One of the joys of Corbynomics is that it’s all largely the invention of Richard Murphy. We therefore know that it is wrong on any specific subject, we’ve just got to work out how it is wrong on any specific subject. Which leads us to the idea that this peoples’ quantitative easing will be able to replace the private finance initiative. The idea being that if the Bank of England just prints money with which we can do nice things then we won’t have to go off and borrow expensively from the hated bankers and kittens will ride sunbeams once again.
The problem with this being that PFI really has very little to do with the price of the finance used to build these lovely things. Sure, bankers get their cut of the interest, as do investors, but that’s really just not the point of it all.

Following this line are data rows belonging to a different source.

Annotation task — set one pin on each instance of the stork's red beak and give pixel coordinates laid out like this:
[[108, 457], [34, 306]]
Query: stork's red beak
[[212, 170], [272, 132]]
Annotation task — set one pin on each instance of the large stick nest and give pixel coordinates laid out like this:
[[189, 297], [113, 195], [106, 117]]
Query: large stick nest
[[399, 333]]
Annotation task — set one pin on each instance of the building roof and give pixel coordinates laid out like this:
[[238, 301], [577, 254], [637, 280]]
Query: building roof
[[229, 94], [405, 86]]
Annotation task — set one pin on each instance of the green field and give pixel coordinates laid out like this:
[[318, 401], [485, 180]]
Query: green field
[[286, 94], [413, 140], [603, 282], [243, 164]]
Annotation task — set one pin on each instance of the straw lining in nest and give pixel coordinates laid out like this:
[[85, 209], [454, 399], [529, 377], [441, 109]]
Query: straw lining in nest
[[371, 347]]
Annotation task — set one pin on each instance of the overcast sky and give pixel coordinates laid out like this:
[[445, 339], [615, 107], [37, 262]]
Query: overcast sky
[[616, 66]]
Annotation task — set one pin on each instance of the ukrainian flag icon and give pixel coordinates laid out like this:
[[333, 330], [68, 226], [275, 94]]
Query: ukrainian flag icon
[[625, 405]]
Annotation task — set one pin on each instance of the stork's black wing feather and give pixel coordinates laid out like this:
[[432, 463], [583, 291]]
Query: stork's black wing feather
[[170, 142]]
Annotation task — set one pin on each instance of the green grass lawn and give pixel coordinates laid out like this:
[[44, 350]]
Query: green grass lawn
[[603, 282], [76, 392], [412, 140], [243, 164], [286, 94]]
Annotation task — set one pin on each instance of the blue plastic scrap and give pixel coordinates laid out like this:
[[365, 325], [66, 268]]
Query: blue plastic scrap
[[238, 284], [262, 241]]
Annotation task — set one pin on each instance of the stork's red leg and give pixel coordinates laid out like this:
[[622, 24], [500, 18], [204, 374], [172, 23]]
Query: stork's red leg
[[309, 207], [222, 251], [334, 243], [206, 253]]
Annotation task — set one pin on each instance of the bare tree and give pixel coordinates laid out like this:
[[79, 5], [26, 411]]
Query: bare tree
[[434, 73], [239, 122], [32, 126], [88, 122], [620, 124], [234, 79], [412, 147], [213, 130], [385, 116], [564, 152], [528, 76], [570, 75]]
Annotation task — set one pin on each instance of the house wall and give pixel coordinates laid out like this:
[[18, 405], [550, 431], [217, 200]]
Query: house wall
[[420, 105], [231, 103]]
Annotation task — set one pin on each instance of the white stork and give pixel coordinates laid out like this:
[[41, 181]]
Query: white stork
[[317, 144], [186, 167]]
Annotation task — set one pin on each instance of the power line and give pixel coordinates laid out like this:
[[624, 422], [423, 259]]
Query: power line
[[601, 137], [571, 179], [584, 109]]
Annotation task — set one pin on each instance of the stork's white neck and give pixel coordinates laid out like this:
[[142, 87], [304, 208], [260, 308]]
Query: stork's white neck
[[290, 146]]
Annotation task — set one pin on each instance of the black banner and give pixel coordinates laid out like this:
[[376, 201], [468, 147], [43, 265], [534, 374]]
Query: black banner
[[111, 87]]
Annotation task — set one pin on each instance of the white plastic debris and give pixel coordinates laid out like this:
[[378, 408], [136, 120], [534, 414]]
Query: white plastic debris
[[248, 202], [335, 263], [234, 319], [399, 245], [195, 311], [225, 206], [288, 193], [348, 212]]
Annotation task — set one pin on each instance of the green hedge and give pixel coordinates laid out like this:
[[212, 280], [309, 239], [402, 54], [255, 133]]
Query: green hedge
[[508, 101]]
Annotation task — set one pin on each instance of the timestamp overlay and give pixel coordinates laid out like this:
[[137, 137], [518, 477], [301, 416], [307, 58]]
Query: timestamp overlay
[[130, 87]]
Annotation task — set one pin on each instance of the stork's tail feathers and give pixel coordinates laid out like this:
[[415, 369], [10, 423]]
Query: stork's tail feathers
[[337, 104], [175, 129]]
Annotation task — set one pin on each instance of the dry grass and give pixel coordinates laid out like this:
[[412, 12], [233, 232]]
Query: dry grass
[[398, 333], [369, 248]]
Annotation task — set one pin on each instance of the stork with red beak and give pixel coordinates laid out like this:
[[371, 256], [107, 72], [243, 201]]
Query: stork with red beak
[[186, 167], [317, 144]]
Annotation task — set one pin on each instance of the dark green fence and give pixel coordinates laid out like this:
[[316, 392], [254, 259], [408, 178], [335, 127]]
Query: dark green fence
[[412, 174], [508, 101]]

Instead, the point of PFI is to get some people into state run projects who are worried about losing all of their money. That is, it’s really about getting equity partners in.
The point of that being that we all know how projects work out if they are funded by the magic money tree. They come in late, vastly over budget and thus waste vast amounts of real resources. And the only way we’ve ever figured out how to introduce some rigour into the management of these sorts of projects is to make sure that someone is indeed sweating over the idea that they could lose all their money. PFI is thus far more about bringing the strictures of value for money, completion on time and to budget, into public procurement than it is about either gaining the finance to build something or the price that is paid for that finance.
Thus, changing the price paid for the finance doesn’t change the argument in favour of PFI at all. Yes, it’s superficially appealing to pay nothing to the Bank of England for the finance rather than 5% to hte City, but compared with things like the 276% cost over run of the Humber Bridge it’s not the point at all.